MNDRIA PhD Scholarship Top-Up Grants (2018 – 2020)
Camille Paynter
University of Melbourne, VIC
A longitudinal study of involvement in health care decision-making in motor neurone disease: Patient and caregiver perceptions, impact of communication and swallowing difficulties, and quality of life.
Many people with MND will experience communication impairment. Difficulty with communication results in vulnerability, reduced quality of life and increased reliance on caregivers for communication support. By improving our understanding of the experiences of people with MND and their caregivers about their involvement in healthcare decision-making, we can enhance patient-centred practice.
This research will explore the facilitators and barriers for effective involvement in healthcare decision-making in MND particularly focusing on the impact of a communicating impairment.

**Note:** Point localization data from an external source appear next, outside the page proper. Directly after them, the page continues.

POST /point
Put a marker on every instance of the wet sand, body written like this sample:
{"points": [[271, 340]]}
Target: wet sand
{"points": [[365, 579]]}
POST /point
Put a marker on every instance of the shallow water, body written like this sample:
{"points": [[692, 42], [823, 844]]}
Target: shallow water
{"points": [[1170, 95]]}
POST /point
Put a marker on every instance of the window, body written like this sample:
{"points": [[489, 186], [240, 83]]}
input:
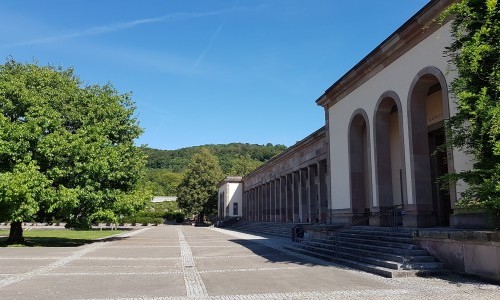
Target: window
{"points": [[235, 208]]}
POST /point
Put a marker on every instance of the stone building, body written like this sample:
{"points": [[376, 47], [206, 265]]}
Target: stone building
{"points": [[384, 120], [230, 197]]}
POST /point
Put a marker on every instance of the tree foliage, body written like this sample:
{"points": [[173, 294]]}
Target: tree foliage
{"points": [[475, 54], [161, 182], [197, 192], [178, 160], [66, 150]]}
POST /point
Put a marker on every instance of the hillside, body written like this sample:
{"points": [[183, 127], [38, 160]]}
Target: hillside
{"points": [[177, 160]]}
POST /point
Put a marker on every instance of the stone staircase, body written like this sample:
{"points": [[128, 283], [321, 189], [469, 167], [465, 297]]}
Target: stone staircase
{"points": [[270, 228], [375, 250]]}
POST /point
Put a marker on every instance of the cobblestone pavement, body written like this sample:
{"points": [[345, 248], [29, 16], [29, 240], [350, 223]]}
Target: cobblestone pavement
{"points": [[184, 262]]}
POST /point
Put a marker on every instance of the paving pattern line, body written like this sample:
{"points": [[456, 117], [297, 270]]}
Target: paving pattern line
{"points": [[60, 262], [195, 288], [253, 269]]}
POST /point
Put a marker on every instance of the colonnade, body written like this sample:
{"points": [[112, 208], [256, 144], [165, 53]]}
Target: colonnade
{"points": [[300, 196]]}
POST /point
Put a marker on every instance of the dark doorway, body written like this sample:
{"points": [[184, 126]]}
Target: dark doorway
{"points": [[439, 167]]}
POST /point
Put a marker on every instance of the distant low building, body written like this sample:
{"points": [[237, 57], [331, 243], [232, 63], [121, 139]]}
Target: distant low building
{"points": [[157, 199], [230, 197]]}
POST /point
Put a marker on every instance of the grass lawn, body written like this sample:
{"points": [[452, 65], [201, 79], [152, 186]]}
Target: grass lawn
{"points": [[57, 237]]}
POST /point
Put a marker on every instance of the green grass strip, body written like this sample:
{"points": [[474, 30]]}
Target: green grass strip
{"points": [[57, 237]]}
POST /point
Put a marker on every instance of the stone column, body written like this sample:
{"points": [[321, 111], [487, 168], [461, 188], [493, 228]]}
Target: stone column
{"points": [[289, 197], [283, 199], [304, 196], [313, 193], [323, 190], [296, 197]]}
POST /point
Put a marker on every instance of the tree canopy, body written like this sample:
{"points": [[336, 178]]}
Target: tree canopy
{"points": [[197, 192], [474, 54], [66, 149], [178, 160]]}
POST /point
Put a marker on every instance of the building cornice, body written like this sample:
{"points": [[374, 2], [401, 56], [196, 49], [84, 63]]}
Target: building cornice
{"points": [[416, 29], [308, 140]]}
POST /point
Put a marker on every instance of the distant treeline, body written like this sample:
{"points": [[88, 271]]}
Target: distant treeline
{"points": [[177, 160], [166, 167]]}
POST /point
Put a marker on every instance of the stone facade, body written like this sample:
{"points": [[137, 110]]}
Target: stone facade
{"points": [[292, 187], [384, 119]]}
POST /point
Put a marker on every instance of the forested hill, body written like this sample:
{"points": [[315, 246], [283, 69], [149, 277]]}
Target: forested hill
{"points": [[228, 154]]}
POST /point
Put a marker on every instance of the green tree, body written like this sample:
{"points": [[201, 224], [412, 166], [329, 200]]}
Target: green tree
{"points": [[66, 150], [243, 165], [161, 182], [474, 54], [197, 192]]}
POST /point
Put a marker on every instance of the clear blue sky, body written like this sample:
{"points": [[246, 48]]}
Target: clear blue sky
{"points": [[207, 71]]}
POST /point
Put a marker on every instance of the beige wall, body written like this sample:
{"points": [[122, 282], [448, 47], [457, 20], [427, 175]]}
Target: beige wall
{"points": [[396, 77], [233, 193]]}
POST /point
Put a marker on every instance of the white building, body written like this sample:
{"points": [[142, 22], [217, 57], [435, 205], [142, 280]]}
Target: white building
{"points": [[230, 197]]}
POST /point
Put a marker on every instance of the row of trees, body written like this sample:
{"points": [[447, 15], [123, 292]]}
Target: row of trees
{"points": [[66, 149], [67, 153], [229, 156], [474, 55]]}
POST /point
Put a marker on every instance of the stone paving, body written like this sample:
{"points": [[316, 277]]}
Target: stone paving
{"points": [[185, 262]]}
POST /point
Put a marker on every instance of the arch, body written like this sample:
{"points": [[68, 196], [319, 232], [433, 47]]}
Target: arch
{"points": [[359, 164], [389, 151], [428, 108]]}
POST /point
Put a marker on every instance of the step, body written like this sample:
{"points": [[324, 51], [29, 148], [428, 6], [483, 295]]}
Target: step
{"points": [[378, 232], [355, 264], [374, 248], [379, 255], [405, 240], [380, 242], [364, 259]]}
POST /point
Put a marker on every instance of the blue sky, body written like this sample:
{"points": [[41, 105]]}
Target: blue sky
{"points": [[207, 71]]}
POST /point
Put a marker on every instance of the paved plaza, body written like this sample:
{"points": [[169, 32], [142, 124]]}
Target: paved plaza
{"points": [[185, 262]]}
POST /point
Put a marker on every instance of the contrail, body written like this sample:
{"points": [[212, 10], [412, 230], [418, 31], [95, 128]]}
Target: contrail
{"points": [[98, 30], [202, 55]]}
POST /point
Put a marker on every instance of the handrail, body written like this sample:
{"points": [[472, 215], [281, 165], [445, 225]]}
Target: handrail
{"points": [[393, 225], [391, 211]]}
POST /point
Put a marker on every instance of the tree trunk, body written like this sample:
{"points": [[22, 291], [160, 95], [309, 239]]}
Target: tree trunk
{"points": [[16, 233]]}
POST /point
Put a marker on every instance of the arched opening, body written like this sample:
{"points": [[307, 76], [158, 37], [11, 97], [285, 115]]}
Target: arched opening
{"points": [[389, 159], [359, 159], [428, 110]]}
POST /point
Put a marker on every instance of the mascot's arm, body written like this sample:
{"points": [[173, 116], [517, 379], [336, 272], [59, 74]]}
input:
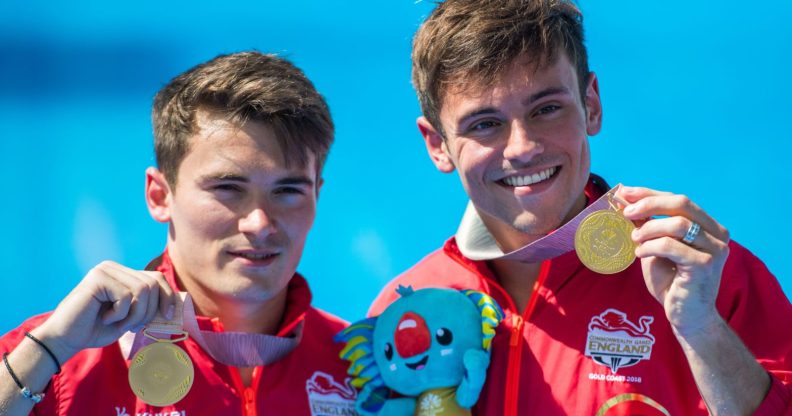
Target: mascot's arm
{"points": [[372, 401], [476, 363], [403, 406]]}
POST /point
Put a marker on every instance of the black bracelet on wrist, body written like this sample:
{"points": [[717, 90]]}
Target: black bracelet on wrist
{"points": [[35, 397], [37, 341]]}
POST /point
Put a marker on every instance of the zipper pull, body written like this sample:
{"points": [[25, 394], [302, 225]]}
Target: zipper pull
{"points": [[517, 323], [249, 397]]}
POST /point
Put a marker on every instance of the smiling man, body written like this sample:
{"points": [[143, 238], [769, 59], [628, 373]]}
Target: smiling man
{"points": [[240, 143], [689, 327]]}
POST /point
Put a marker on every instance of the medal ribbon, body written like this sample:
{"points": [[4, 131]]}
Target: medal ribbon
{"points": [[477, 243], [237, 349]]}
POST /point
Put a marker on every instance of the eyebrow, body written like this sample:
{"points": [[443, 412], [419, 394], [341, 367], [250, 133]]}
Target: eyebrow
{"points": [[544, 93], [533, 98], [232, 177]]}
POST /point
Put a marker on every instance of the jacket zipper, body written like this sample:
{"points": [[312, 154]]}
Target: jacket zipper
{"points": [[247, 393], [517, 340]]}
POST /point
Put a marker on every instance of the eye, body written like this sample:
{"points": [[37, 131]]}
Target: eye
{"points": [[444, 336], [227, 187], [483, 125], [290, 190], [548, 109]]}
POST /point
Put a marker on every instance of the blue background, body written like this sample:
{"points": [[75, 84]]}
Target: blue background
{"points": [[696, 100]]}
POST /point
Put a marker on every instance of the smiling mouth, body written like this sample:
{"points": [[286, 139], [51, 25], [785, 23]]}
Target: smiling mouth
{"points": [[419, 364], [253, 256], [525, 180]]}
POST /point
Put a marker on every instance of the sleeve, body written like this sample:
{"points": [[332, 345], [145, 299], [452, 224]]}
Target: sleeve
{"points": [[755, 306]]}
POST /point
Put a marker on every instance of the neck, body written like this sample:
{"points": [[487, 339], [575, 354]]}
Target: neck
{"points": [[511, 236], [256, 317], [517, 279]]}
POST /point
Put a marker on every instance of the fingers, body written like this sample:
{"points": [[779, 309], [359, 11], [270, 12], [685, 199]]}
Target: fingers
{"points": [[676, 228], [135, 296], [646, 203]]}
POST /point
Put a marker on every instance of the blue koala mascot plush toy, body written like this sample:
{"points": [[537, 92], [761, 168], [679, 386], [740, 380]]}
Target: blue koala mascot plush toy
{"points": [[431, 347]]}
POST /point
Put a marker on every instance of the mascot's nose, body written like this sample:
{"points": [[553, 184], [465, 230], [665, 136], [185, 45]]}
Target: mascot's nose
{"points": [[412, 335]]}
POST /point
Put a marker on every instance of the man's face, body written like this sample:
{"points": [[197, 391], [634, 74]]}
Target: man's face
{"points": [[238, 216], [520, 146]]}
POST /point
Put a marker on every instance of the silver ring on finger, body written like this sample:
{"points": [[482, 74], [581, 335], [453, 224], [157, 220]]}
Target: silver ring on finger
{"points": [[691, 234]]}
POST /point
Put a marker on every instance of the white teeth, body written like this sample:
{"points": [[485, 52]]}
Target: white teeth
{"points": [[254, 256], [529, 179]]}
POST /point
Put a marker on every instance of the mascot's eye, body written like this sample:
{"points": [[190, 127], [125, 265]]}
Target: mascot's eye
{"points": [[444, 336]]}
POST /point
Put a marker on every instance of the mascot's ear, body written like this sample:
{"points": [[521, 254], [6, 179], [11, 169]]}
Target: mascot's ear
{"points": [[360, 353], [491, 315]]}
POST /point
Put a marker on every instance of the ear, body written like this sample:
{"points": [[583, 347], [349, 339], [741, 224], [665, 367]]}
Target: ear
{"points": [[319, 183], [593, 106], [158, 195], [435, 146]]}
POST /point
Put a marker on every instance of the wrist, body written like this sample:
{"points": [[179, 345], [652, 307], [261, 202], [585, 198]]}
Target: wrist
{"points": [[702, 331], [55, 342]]}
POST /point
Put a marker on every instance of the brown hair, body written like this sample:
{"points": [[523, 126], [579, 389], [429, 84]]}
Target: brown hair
{"points": [[476, 40], [244, 86]]}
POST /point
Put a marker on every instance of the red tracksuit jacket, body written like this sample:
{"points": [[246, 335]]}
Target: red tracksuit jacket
{"points": [[310, 380], [601, 345]]}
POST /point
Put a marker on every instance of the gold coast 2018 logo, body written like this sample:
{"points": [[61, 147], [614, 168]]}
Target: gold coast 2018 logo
{"points": [[615, 342]]}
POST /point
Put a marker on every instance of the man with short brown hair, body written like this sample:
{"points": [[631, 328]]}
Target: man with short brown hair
{"points": [[691, 326], [240, 142]]}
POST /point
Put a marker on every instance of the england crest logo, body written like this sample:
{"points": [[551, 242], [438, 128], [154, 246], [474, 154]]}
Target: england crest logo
{"points": [[615, 342]]}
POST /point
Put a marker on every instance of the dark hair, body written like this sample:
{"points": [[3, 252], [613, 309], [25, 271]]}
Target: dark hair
{"points": [[244, 86], [477, 40]]}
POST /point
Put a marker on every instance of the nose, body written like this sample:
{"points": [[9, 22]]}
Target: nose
{"points": [[257, 222], [521, 145], [412, 335]]}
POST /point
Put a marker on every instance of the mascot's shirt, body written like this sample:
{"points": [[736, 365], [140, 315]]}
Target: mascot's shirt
{"points": [[311, 380], [601, 345], [439, 402]]}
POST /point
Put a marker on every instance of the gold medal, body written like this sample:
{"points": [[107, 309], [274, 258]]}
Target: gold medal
{"points": [[603, 242], [161, 373]]}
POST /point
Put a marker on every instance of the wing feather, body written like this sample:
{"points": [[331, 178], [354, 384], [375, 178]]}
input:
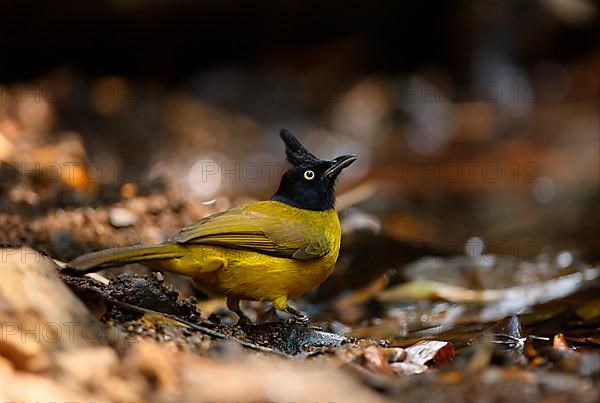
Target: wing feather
{"points": [[242, 228]]}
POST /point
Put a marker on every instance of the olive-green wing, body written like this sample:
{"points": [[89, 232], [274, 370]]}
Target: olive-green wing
{"points": [[258, 231]]}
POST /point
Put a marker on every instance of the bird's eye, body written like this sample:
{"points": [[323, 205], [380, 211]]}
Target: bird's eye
{"points": [[309, 175]]}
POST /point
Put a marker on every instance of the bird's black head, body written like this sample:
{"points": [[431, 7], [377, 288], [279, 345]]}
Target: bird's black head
{"points": [[310, 182]]}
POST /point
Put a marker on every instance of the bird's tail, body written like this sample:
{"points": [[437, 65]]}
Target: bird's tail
{"points": [[103, 259]]}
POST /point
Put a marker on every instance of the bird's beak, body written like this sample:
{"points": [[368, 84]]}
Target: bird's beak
{"points": [[338, 164]]}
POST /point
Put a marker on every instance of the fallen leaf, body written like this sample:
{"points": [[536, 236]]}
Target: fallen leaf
{"points": [[430, 350], [559, 342]]}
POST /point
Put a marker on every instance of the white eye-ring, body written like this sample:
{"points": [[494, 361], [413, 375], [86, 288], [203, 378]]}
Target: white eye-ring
{"points": [[309, 175]]}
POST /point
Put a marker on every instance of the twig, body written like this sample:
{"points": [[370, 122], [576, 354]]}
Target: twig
{"points": [[209, 332]]}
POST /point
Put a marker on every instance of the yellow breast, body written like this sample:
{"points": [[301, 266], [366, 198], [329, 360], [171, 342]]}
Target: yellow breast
{"points": [[256, 276]]}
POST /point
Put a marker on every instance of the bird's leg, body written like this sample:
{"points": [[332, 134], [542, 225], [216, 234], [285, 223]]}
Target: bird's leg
{"points": [[269, 316], [234, 305], [298, 316], [281, 304]]}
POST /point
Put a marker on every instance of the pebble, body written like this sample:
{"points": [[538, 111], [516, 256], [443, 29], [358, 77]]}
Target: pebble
{"points": [[120, 217]]}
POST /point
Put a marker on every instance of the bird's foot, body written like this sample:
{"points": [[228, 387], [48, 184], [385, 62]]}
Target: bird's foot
{"points": [[243, 320], [269, 316], [298, 317]]}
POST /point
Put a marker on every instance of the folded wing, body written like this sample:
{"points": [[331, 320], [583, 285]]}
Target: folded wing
{"points": [[258, 231]]}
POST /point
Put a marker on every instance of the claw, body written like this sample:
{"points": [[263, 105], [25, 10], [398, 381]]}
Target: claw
{"points": [[297, 316]]}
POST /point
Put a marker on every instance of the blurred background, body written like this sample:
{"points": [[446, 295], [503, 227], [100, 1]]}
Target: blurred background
{"points": [[476, 122]]}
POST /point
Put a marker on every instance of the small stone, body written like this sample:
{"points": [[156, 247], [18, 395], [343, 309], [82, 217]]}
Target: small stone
{"points": [[120, 217], [394, 354]]}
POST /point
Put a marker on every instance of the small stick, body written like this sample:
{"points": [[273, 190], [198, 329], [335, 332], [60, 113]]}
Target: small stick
{"points": [[209, 332]]}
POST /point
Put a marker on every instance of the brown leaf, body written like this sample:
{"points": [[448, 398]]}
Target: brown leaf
{"points": [[430, 350], [374, 359]]}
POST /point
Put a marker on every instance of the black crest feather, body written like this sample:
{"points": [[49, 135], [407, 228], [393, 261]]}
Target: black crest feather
{"points": [[296, 153]]}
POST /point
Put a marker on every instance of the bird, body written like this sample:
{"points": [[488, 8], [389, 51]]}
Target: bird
{"points": [[272, 250]]}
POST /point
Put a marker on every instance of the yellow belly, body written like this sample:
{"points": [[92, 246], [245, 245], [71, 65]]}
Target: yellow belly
{"points": [[255, 276]]}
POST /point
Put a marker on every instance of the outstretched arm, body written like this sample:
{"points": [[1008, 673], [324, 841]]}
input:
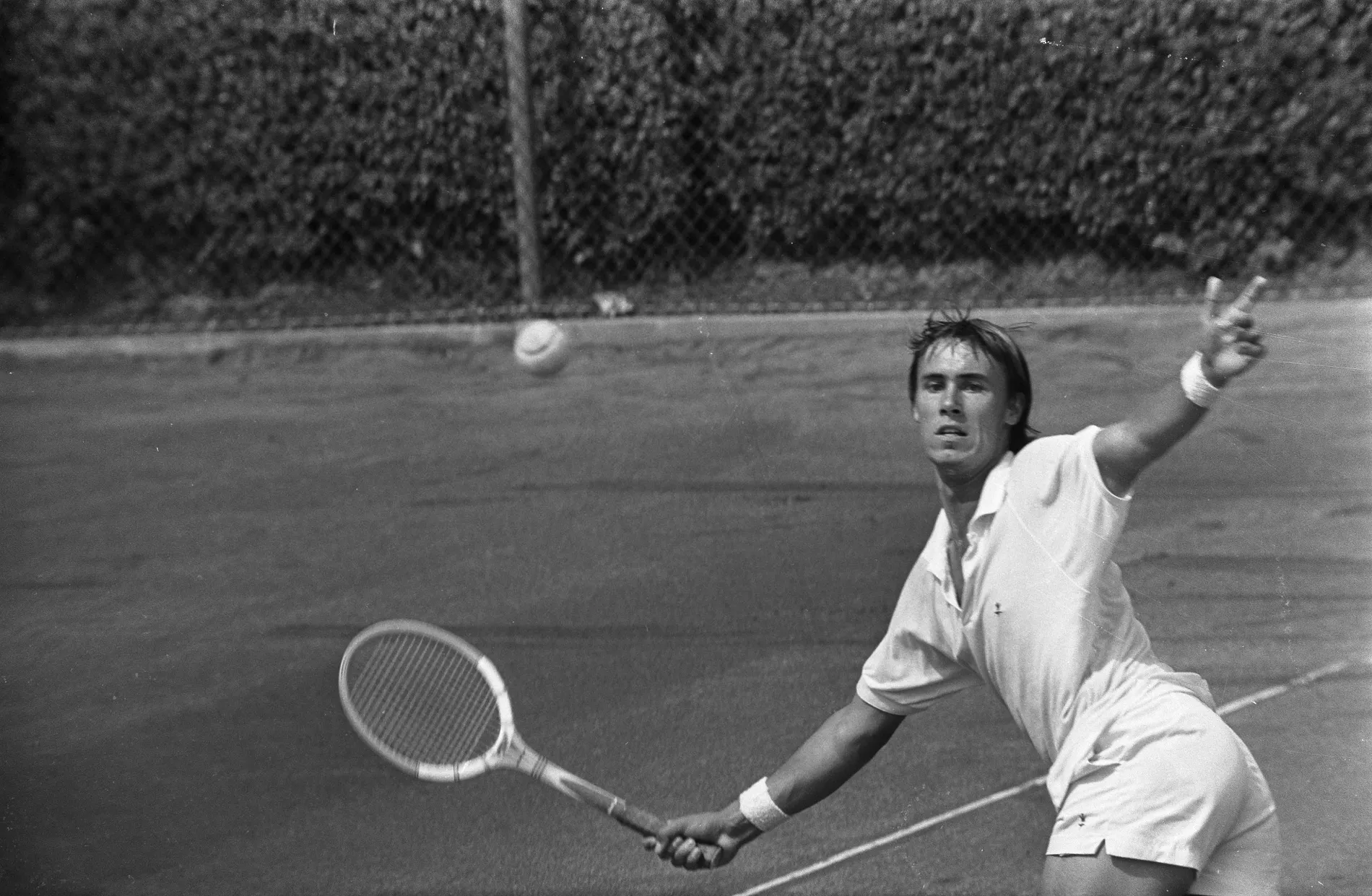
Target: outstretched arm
{"points": [[1230, 344], [832, 755]]}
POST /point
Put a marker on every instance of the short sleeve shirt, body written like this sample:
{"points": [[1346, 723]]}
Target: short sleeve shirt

Interviews will be conducted over 12-18 months to uncover how decision-making changes over time, as disease progresses, and function and communication deteriorates.
The complexity of decision-making in MND will be captured through the longitudinal mixed methods design of this research.
Britt Berning
Queensland Brain Institute, QLD
Sub-cellular dysfunctions associated with pathological TDP-43 in MND: disease mechanisms and therapeutic relevance
Motor neurons are complex cells that require the precise and efficient movement of many different internal parts to survive. I aim to discover molecules that may be targeted for the development of new treatments for patients with MND by investigating how the movement of different parts of motor neurons is affected in disease. I will take a multi-faceted approach, combining a mouse model of MND with studies in cell culture and human brain and spinal cord samples. Manipulating key pathways related to subcellular movement may prevent neuron death and help remove the toxic aggregates that are a hallmark of MND.